It’s amazing how intangible things such as passion and determination can so often make up for what we lack in material things such as wealth or, in this particular case, limbs. I can’t even count how many times I’ve given up on something just because it was too “difficult” or “inconvenient”, and then around the corner I see another individual with all the odds against them, achieving more than I even care to dream. What’s embarrassing is that I know I’m not incapable of doing much; it’s that I’m incapable of caring much, trying much, struggling much, and losing much.

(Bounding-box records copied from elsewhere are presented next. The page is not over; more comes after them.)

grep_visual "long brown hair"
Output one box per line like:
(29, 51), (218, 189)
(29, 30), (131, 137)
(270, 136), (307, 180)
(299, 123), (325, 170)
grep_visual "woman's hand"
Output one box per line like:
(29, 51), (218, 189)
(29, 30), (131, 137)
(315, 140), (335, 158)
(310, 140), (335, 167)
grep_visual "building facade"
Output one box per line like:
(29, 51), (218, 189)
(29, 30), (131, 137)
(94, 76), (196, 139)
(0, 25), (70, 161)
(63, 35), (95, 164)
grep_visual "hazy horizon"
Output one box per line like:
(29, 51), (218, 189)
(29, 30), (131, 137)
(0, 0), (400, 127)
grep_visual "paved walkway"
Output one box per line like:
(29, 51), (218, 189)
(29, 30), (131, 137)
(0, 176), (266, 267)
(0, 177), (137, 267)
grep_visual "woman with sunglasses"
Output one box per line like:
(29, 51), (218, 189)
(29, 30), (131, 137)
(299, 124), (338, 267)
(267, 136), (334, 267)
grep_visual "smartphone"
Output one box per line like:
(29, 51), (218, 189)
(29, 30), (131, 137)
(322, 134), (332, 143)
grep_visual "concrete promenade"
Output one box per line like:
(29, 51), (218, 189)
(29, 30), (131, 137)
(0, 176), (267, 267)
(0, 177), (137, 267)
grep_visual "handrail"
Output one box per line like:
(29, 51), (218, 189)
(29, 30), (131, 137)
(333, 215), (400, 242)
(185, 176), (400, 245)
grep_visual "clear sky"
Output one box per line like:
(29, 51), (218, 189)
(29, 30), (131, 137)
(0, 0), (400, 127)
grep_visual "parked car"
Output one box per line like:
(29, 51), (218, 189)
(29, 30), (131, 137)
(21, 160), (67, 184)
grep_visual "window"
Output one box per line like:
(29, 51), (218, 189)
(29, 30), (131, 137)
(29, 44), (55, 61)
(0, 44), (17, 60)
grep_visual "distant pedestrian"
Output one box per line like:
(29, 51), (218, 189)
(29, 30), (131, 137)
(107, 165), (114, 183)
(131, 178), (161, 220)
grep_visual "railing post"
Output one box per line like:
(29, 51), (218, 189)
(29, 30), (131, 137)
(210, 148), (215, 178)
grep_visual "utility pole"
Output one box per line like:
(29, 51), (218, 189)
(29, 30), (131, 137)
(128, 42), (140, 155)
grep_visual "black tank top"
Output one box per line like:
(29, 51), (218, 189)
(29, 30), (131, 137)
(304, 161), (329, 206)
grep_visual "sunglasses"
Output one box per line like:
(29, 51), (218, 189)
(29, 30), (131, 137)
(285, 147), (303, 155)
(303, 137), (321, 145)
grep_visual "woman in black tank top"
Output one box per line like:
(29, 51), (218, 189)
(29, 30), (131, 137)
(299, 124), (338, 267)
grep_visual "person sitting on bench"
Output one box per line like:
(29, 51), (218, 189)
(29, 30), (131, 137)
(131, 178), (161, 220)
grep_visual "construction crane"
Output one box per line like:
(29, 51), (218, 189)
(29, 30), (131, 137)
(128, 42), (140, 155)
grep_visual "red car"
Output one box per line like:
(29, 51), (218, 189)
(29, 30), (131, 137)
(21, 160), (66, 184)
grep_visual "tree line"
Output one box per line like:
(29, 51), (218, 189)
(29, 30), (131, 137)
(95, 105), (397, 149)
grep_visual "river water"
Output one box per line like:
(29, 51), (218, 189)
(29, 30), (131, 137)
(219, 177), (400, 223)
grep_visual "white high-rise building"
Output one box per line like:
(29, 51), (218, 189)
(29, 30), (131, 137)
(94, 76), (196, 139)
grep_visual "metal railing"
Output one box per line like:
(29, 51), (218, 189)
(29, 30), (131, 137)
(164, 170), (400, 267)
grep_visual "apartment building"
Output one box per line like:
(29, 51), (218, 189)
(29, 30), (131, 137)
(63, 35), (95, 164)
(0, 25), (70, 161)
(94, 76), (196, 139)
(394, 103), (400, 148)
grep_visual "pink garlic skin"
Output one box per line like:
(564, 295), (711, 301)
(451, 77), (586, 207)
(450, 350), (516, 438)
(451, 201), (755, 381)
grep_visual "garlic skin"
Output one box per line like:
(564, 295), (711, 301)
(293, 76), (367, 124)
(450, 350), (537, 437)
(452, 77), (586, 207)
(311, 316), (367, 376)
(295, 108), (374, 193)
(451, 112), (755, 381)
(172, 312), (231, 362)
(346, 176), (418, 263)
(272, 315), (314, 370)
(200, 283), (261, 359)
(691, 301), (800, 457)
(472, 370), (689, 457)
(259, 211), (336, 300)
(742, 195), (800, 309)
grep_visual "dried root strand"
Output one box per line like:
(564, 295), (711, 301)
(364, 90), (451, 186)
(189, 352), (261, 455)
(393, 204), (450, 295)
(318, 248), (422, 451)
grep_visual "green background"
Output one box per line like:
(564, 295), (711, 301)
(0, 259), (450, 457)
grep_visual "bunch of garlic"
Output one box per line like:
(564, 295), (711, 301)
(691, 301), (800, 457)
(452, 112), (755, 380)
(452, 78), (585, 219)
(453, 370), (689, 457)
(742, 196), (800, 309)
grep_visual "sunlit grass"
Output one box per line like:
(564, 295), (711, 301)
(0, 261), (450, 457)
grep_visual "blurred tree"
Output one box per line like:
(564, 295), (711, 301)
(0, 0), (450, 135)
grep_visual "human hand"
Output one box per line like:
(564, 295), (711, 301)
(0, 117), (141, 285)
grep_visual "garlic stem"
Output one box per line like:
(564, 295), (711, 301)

This is the missing link. In order to achieve, you have to care a lot. You have to try, again and again. You have to struggle, even though it hurts. And you will definitely lose, often more than you win. And I’m realizing that my problem is being accustomed to a life where everything is handed to me, from the high-speed internet to the drive-thru’s at the fast-food chain down my street. I’ve never been in a situation where I needed something so badly that I had to care whether I got it or not.
Not until now.
I struggled my way through the rest of the 46 excruciating minutes, but I made it through. There was no way I was going to be a whiner about this, not when there are people who survived much greater obstacles than I have, with less than I have been given at my disposal. And although last night was all about getting through a 1-hour workout video, there’s so much more in my life where I have to learn to let the intangibles make up for the tangibles. Passion for lack of wealth. Determination for lack of opportunity. Resolve for lack of a back-up plan. And if I ever get tempted to revert to my old ways, it will only be a week until I have to do Plyometrics again. Hopefully then I’ll be reminded that I have no excuse to quit – not the workout, or anything else I set out to achieve.